Представьте себе такое положение: где-нибудь на краю света (скажем -- в Аргентине) вы попали под автомобиль, жестоко изувечены и лечитесь в госпитале, а тем временем в Петербурге, в кругу ваших добрых знакомых, человек, пользующийся общим доверием и уважением, рассказывает, что, "конечно", это могут быть только сплетни, но ходит слух, что N вовсе не попадал под автомобиль, а, уличенный в шулерстве, был жестоко избит и спущен с лестницы... Дальше же следует длинный ряд суждений на тему о всем безобразии такого поведения, о том, что вы покрыли себя несмываемым позором, призыв к устранению из своей среды недостойных, и т. д., и. т. д. Что же осталось от оговорки, предпосланной этой проповеди? Ровно ничего. Дело сделано... Добавьте к этому, что в силу особых условий ваши протесты, ваши опровержения вы могли бы представить лишь в отдаленном будущем, когда, выздоровев, вернетесь на Родину, где вам придется бороться с прочно сложившимся мнением большинства, пытаться переубедить людей, которые брезгливо от вас отворачиваются, которые не хотят вас слушать...

   А в данном случае положение было именно таково.

   "Calomniez, calomnoez! il en restera toujours quelquie chose!" -- говорят французы, и здесь этому правилу открывалось тем более широкое поприще, что оклеветанные могли иметь надежду поднять свой голос против клеветников лишь через много (они сами тогда не знали -- через сколько) месяцев спустя...

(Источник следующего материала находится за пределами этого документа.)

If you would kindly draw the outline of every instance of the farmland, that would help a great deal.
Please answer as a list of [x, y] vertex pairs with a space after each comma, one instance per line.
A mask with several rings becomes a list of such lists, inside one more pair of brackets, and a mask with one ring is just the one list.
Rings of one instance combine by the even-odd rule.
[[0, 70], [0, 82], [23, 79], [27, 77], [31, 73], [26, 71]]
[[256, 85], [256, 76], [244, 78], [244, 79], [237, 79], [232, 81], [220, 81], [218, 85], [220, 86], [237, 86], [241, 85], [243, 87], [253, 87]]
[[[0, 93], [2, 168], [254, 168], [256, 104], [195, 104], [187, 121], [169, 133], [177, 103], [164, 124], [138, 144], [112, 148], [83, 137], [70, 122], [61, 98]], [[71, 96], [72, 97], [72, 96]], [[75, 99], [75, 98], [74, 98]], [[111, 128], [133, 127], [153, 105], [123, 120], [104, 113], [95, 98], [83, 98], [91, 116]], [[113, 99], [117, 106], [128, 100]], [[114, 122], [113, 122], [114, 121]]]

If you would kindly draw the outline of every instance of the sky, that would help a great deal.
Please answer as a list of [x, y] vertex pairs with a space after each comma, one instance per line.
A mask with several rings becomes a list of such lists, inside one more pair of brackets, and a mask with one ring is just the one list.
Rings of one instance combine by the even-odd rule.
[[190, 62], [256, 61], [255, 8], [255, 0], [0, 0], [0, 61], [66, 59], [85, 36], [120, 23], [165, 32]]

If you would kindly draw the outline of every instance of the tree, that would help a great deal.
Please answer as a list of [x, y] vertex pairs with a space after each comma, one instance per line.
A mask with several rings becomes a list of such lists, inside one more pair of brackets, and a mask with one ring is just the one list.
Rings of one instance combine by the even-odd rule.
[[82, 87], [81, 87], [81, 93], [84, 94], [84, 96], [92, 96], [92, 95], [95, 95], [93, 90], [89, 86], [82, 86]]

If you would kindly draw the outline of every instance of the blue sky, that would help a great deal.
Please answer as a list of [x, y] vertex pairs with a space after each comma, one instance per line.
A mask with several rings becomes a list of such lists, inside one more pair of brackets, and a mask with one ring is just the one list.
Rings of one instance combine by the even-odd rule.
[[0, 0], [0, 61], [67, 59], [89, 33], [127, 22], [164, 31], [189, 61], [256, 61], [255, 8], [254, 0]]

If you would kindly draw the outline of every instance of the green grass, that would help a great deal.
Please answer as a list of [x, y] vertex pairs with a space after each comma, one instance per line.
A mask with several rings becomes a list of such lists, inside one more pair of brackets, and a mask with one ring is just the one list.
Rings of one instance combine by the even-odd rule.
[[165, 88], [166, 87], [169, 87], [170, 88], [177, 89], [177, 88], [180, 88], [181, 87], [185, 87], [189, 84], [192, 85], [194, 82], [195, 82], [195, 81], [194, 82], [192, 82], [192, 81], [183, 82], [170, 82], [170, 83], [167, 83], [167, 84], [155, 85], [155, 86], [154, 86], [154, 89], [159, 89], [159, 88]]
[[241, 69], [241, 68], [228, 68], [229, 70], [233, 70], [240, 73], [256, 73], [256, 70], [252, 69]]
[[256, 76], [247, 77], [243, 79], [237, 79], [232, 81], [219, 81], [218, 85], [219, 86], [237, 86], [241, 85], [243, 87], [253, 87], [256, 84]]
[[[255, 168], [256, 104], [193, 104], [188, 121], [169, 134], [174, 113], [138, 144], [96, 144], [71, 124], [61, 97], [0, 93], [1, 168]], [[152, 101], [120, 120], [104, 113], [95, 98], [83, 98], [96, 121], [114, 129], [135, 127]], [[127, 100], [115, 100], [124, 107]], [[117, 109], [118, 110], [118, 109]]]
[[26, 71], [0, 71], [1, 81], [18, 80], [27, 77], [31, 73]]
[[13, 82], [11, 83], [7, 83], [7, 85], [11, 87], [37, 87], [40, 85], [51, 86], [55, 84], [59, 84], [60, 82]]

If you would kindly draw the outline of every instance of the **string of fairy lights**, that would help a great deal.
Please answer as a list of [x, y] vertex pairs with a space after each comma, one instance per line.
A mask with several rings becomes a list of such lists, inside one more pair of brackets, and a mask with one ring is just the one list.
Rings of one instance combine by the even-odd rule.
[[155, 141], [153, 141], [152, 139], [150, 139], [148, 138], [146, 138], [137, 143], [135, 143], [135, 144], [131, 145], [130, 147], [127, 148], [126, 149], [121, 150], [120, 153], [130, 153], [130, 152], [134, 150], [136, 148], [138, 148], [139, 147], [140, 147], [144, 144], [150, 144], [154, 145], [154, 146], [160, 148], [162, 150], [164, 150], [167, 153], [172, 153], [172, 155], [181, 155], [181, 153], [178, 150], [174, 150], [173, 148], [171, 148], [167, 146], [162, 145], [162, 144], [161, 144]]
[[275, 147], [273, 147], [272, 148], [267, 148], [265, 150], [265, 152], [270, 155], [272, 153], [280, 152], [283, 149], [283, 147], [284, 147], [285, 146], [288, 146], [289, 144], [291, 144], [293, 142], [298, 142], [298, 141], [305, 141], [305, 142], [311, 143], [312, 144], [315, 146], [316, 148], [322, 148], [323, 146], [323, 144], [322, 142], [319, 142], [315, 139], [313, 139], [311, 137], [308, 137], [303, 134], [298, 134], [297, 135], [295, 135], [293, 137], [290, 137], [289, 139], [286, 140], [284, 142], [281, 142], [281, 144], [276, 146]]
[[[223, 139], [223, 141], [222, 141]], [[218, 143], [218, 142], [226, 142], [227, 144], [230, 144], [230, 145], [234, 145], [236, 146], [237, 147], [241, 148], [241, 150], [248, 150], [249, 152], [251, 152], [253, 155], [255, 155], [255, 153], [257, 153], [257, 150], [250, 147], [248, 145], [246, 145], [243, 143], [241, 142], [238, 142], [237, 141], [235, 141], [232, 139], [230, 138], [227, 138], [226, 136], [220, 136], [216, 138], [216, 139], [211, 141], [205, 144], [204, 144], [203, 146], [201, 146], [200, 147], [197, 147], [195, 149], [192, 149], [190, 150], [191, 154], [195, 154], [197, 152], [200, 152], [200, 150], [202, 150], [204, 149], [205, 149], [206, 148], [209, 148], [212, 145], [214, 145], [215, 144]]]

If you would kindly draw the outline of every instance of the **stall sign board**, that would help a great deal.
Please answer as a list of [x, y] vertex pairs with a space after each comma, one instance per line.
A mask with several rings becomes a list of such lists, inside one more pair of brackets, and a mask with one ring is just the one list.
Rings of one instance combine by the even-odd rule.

   Вот почему, к неудовольствию главного доктора и даже "Живоглота", наша палата в первой половине июля представляла собой картину, мало чем отличающуюся от второй половины мая.

* * *

   "10 июля. -- Вчера весь день лежал... Верно, необходимо спокойствие... На перевязке здорово мучили... Сейчас (2 часа спустя) -- хоть кричи! В пот бросает... -- 4 часа дня. Уставши от этого удовольствия, заснул совершенно неожиданно и так крепко, что едва разбудили к концу завтрака. Если лежать смирно -- не болит".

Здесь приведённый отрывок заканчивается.